Through any window of Sigulda New Castle, the view is the same. The Gauja valley falls away to the north in cliffs of red sandstone, with the ruins of the medieval Sigulda Castle in the foreground, the towers of Krimulda Castle on the next rise, and Turaida Castle's red brick keep rising on the far ridge across the river. It is one of the most photographed views in Latvia. The neo-Gothic house from which you see it was built in 1881 for a Russian princely family who lived in it for thirty-six years before fleeing the revolution, and since then it has belonged to writers, a Press Society, the Wehrmacht's Army Group North, the Soviet Health Department, and finally the local city council. The view is the constant; the people behind the window keep changing.
Duchess Olga and Duke Dmitry Kropotkin began the construction in 1878. They were a wealthy branch of the same family that produced the anarchist philosopher Peter Kropotkin, although the Sigulda Kropotkins were on the imperial side of the family ledger. The architect was Janis Mengelis from the nearby town of Cesis. He built in the neo-Gothic style fashionable across the late nineteenth-century Baltic, using chipped boulders recycled from an older seventeenth-century building that had stood on the site, the color shades of the stone giving the castle its distinctive variegated facade. The plan was simple, almost rectangular. The architectural drama came from the Gothic windows, the corner turret, and the placement of the house on the very edge of the bluff. The Kropotkins finished it in 1881 and lived there until the First World War destroyed the building.

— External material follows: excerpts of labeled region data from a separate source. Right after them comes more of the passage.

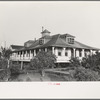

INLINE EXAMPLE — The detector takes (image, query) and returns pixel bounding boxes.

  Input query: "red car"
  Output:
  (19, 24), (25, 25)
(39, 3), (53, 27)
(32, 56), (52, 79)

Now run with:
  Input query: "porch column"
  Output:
(68, 49), (71, 57)
(39, 49), (41, 51)
(21, 61), (23, 70)
(73, 48), (76, 57)
(62, 48), (65, 56)
(34, 50), (36, 56)
(30, 50), (32, 59)
(45, 48), (47, 52)
(52, 47), (55, 54)
(19, 52), (21, 59)
(55, 48), (58, 56)
(22, 51), (24, 59)
(90, 50), (93, 55)
(76, 49), (79, 57)
(82, 49), (85, 57)
(26, 51), (27, 57)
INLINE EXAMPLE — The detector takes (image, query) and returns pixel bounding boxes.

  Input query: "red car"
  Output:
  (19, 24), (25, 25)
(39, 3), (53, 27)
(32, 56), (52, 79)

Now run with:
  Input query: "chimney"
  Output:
(34, 38), (36, 41)
(42, 26), (44, 32)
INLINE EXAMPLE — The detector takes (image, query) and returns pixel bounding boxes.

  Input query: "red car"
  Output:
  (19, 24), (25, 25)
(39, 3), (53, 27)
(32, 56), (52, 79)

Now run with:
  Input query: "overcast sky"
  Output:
(0, 1), (100, 48)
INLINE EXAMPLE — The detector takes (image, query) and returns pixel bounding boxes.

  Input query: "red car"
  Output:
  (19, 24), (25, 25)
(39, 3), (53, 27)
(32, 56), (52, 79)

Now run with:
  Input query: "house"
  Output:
(10, 29), (99, 66)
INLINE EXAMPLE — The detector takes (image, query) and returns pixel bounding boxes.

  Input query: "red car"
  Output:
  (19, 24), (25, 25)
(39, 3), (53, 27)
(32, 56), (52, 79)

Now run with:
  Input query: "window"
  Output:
(68, 38), (74, 44)
(79, 51), (82, 57)
(65, 52), (68, 56)
(58, 51), (61, 56)
(39, 39), (44, 45)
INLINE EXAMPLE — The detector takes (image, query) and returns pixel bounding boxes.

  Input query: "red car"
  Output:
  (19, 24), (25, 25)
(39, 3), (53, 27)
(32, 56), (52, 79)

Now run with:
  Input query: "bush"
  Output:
(69, 57), (81, 67)
(0, 58), (8, 69)
(73, 67), (99, 81)
(9, 64), (21, 75)
(0, 69), (11, 81)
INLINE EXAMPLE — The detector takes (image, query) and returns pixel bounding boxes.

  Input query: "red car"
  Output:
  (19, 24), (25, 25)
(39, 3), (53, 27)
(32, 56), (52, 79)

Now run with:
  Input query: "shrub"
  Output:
(69, 57), (81, 67)
(73, 67), (99, 81)
(9, 64), (21, 75)
(0, 58), (8, 69)
(0, 69), (11, 81)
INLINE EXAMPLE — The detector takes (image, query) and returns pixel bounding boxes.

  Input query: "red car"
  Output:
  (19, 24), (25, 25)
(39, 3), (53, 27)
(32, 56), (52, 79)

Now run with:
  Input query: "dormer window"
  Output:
(68, 38), (74, 44)
(39, 39), (44, 45)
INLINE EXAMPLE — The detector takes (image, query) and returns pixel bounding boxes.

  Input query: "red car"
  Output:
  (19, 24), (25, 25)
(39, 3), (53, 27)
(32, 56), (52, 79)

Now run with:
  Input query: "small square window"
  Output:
(58, 52), (61, 56)
(79, 51), (82, 57)
(65, 52), (68, 56)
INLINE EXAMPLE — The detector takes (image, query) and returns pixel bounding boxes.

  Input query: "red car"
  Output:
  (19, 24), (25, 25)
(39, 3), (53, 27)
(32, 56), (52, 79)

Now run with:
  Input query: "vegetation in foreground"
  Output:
(0, 48), (100, 81)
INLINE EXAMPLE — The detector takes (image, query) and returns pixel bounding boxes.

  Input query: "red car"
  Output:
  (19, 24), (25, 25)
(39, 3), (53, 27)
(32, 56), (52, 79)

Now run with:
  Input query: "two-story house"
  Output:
(10, 29), (99, 68)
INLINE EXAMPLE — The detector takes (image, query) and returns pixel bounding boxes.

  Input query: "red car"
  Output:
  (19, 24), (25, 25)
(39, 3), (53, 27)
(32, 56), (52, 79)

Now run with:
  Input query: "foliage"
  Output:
(9, 64), (21, 76)
(0, 69), (11, 81)
(1, 47), (11, 59)
(30, 51), (56, 69)
(82, 52), (100, 73)
(73, 67), (99, 81)
(70, 57), (81, 67)
(0, 58), (8, 69)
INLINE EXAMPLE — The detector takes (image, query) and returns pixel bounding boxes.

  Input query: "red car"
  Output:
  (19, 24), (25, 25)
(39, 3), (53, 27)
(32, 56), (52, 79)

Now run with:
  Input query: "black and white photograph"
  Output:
(0, 1), (100, 85)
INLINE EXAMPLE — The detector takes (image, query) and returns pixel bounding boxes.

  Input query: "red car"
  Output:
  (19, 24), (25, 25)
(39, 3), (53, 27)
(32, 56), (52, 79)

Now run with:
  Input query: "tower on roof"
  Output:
(41, 27), (51, 37)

After the war, the new Republic of Latvia carried out land reform that broke up the great Baltic German and Russian estates. The wrecked Kropotkin house went to the Latvian Union of Writers and Journalists in 1922. They poured a great deal of money into restoration; in the 1920s and 1930s, the building functioned as a residential retreat where writers and literary types could take a room with full board and look out across the Gauja valley while they worked. In 1934 the building changed hands again, sold to the Latvian Press Society. From 1936 to 1937, the architect August Birkhans led a major reconstruction: the corner tower was raised, the terrace expanded, a new balcony added on the second floor. Inside, Birkhans worked with the painters Niklavs Strunke, Peteris Ozolins, Karlis Sunins, and Vilhelms Vasarins to create what became the most celebrated example of national modern interior design in the interwar Baltic, photographed and admired even in French art magazines.
In 1938, a monument to Atis Kronvalds, the nineteenth-century teacher and publicist who helped lead the second wave of the New Latvian movement, was unveiled in front of the castle by the sculptor Teodors Zalkalns. Two years later, Latvia was Soviet. A year after that, Latvia was German. During the Second World War, the castle served as a headquarters for the Nord division of the Wehrmacht, the same Army Group North that was at the gates of Leningrad. After the war, the USSR Council of Ministers handed it to high state officials as a recreation house. In 1953, the Latvian SSR Health Department converted it to a sanatorium and rehabilitation center, and in that role it operated until Latvia restored its independence in 1991. The Sigulda City Council moved in in 1993, and since 2003 the Sigulda District Council has occupied the building, doing the ordinary work of zoning permits and water bills in rooms that once held writers in residence and German staff officers and Soviet bureaucrats taking the cure.
The New Castle is only one piece of a manor complex whose layers reach back to the seventeenth century. The Summer Castle next door, a yellow elongated wooden house in the classicist style, was built around 1800 by Marcis Sarums, a master builder from Cesis whom local lore calls the last of the Livs of Vidzeme, a Finnic-language people whose population by the nineteenth century had dwindled to a few hundred. The Kropotkins used the Summer Castle as their private Orthodox church, with services led by the Orthodox priest of the nearby Ledurga parish; after 1922 it became a boarding-house. The former brewery now houses an art gallery. The whole complex sits inside walls of chipped boulder, with a splendid gate, on a bluff above the Gauja. Across that valley, the gondola line still runs from Sigulda to Krimulda, carrying tourists out across one of the deepest sandstone gorges in northern Europe to see the views the Kropotkins commissioned an architect to frame.
Sigulda lies at 57.17°N, 24.85°E along the Gauja River, about 50 km northeast of Riga. The principal airport is EVRA (Riga International). From altitude, look for the dark green band of the Gauja National Park, the largest in Latvia, with the river cutting a deep red sandstone gorge between Sigulda on the south bank and Turaida on the north. The neo-Gothic New Castle, the medieval ruins, and Turaida's red brick keep are visible together on a clear day. Recommended viewing altitude FL180–FL280; the Gauja valley is unmistakable in summer when the surrounding farmland yellows and the forest stays dark.